And it played. The film itself even played our fidgeting and stiffening.  It played most of the running time of the film. Dan Turner alongside director Jason Arnopp come shrewd players of fright despite of all the silliness that slid beneath the surface of the plot and friction-ed through the skin of sloppy performances of co-stars.

Katheryn Flynn plays Hayley as a cloying at first, inconsistent-but-convincingly terrified the rest of the film and like Odd Thomas of Dean Koontz can communicate with the dead. Hayley was invited over to a top-secret military operation to help unlock the secrets of the supernatural terrorist's existence to result to more knowledge in innovating big guns. Of course, Hayley would find out how dangerous the classified project is underneath, and that rises to the surface.

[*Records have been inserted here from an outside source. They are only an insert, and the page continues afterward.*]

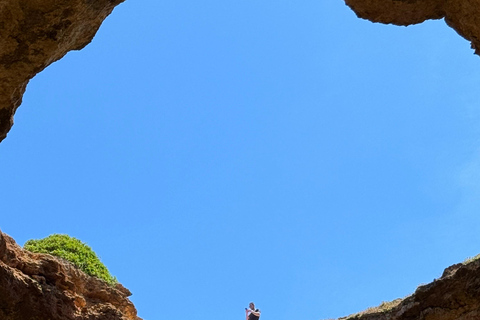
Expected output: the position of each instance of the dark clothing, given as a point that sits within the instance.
(251, 316)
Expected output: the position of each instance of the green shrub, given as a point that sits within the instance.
(73, 250)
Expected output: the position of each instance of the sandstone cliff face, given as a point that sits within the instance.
(42, 287)
(455, 296)
(35, 33)
(462, 15)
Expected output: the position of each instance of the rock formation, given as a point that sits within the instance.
(455, 296)
(35, 33)
(461, 15)
(37, 286)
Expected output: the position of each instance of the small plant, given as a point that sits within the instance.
(73, 250)
(471, 259)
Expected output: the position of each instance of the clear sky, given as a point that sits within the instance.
(215, 153)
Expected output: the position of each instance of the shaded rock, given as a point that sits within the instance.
(44, 287)
(35, 33)
(461, 15)
(455, 296)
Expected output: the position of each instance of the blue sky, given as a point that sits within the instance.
(286, 153)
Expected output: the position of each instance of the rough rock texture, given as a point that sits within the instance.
(461, 15)
(42, 287)
(35, 33)
(455, 296)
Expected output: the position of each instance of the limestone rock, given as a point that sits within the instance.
(455, 296)
(43, 287)
(461, 15)
(35, 33)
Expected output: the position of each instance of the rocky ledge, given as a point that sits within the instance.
(461, 15)
(43, 287)
(455, 296)
(35, 33)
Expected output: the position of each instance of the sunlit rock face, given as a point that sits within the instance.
(43, 287)
(461, 15)
(455, 296)
(35, 33)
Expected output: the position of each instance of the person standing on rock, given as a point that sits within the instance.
(251, 313)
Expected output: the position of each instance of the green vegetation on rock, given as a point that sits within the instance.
(73, 250)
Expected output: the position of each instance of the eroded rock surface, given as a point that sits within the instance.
(42, 287)
(461, 15)
(35, 33)
(455, 296)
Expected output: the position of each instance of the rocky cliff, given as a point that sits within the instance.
(462, 15)
(35, 33)
(455, 296)
(42, 287)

For a very low-key chiller that in truth chills, 'Stormhouse' plays a house of cards like a boss. One silly son of a bitch boss. Writer Dan Turner is proved imaginative and creative in this chiller that decides to collide three different shockers: the supernatural, sci-fi and GOVERNMENT. It doesn't however looks far from your usual John Carpenter film: a single-setting with a handful of characters and then tortured by an unseen force.

The ambitious writing that ultimately brings a decent amount of fear, paranoia of the claustrophobic and fright seemed to be insulted by taking the wrong actors to play who and their annoyingly inconsistent acting. A second-rate effect of the paranormal does tug my laugh string a bit. I was like: "Oh, it might eat you or something, Hayley bitch." And then the real ammo was armed and fired, bam! I was stiffened and frozen to my seat. Boy 'Stormhouse' is a shocker.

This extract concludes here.